- Theatrical release poster
- Directed by: Lew Landers
- Written by: P. S. Harrison
- Based on: novel The Deerslayer by James Fenimore Cooper
- Produced by: E.B. Derr P. S. Harrison
- Starring: Jean Parker Bruce Kellogg Larry Parks Yvonne De Carlo
- Cinematography: Arthur Martinelli
- Production company: Cardinal Pictures
- Distributed by: Republic Pictures
- Release date: November 22, 1943;
- Running time: 67 minutes
- Country: United States
- Language: English

= Deerslayer (1943 film) =

1943 film by Lew Landers

Deerslayer is a 1943 American Western film. It is based on the 1841 novel The Deerslayer by James Fenimore Cooper. It stars Bruce Kellogg and Jean Parker, and was directed by Lew Landers.

==Plot==
The film follows Deerslayer, a white frontiersman raised by the Mohicans, as he aids his adopted tribe after the Hurons abduct Princess Wah-Tah, the fiancée of his friend Jingo-Good. Living nearby are the Hutter family, white settlers who reside on an ark in the middle of a lake. When the Hurons attack the family, Deerslayer joins forces with scout Harry March, who is escorting a group of brides to a nearby settlement.

Both Deerslayer and Harry are attracted to Judith Hutter, although Judith secretly favors Harry. After the Hurons capture Judith’s father and Harry, Judith’s sister Hetty escapes by pretending to be insane, relying on an Indigenous superstition against harming the mentally ill. Hutter, Judith, Hetty, and Wah-Tah return to the ark, but the Hurons launch another attack in which Hetty is killed.

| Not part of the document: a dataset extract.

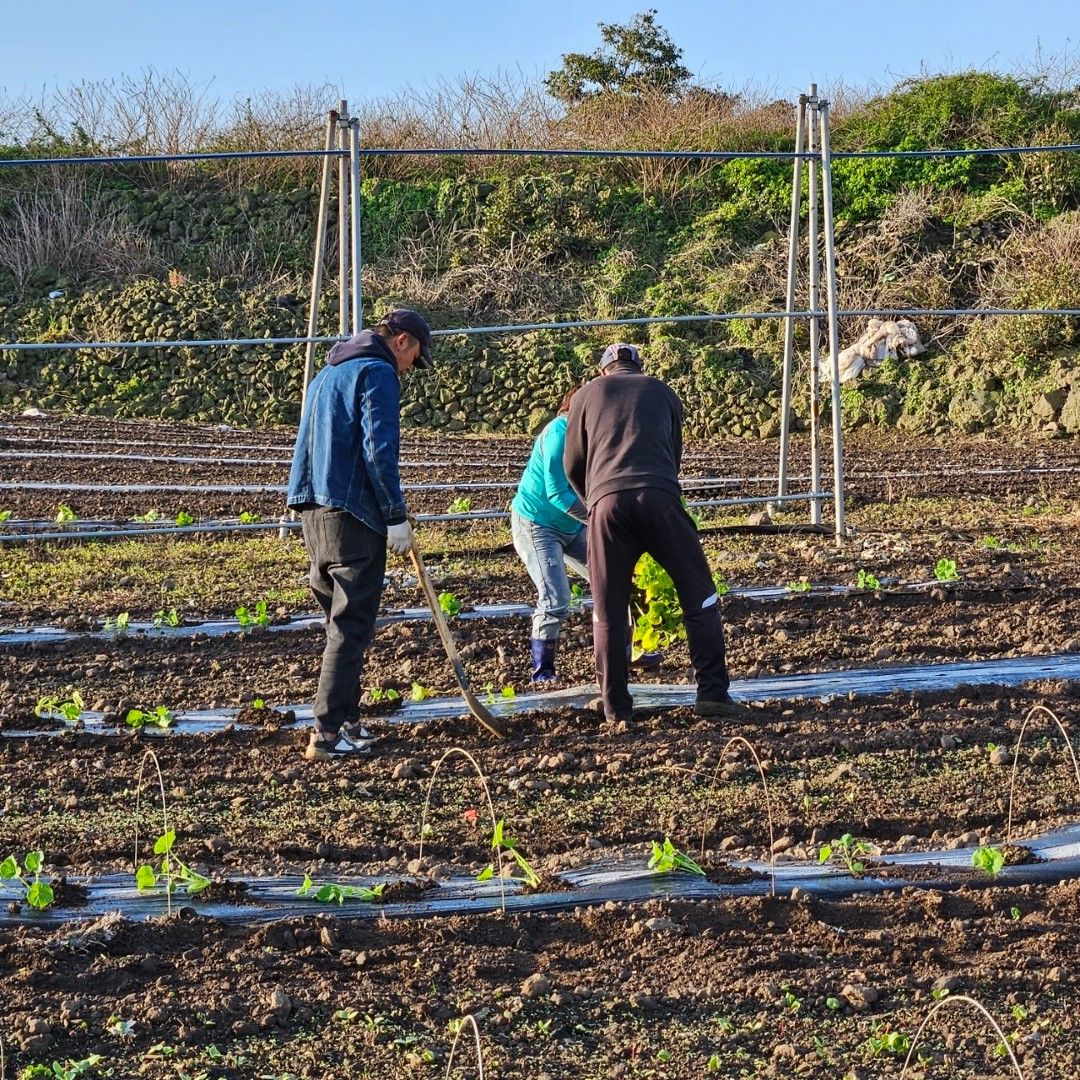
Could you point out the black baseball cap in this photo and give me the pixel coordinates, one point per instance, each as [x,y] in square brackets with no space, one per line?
[407,321]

Deerslayer, Harry, and men from the settlement eventually arrive and drive the Hurons away.

==Cast==
- Jean Parker as Judith Hutter
- Bruce Kellogg as Deerslayer
- Larry Parks as Jingo-Good
- Yvonne De Carlo as Wah-Tah
- Warren Ashe as Harry March
- Wanda McKay as Hetty

==Production==
The film was the first, and only, film written and produced by film reviewer P. S. Harrison, founder of the film journal Harrison's Reports.

Filming began in June 1943.

It was the first notable film role for Yvonne De Carlo who was borrowed from Paramount Studios. "She later wrote, "There have been several movie versions of The Deerslayer and this was probably the least memorable, but at the time I was thrilled to be in it."

==Reception==
Variety opined, "Harrison draws a complete blank as a producer-scenarist."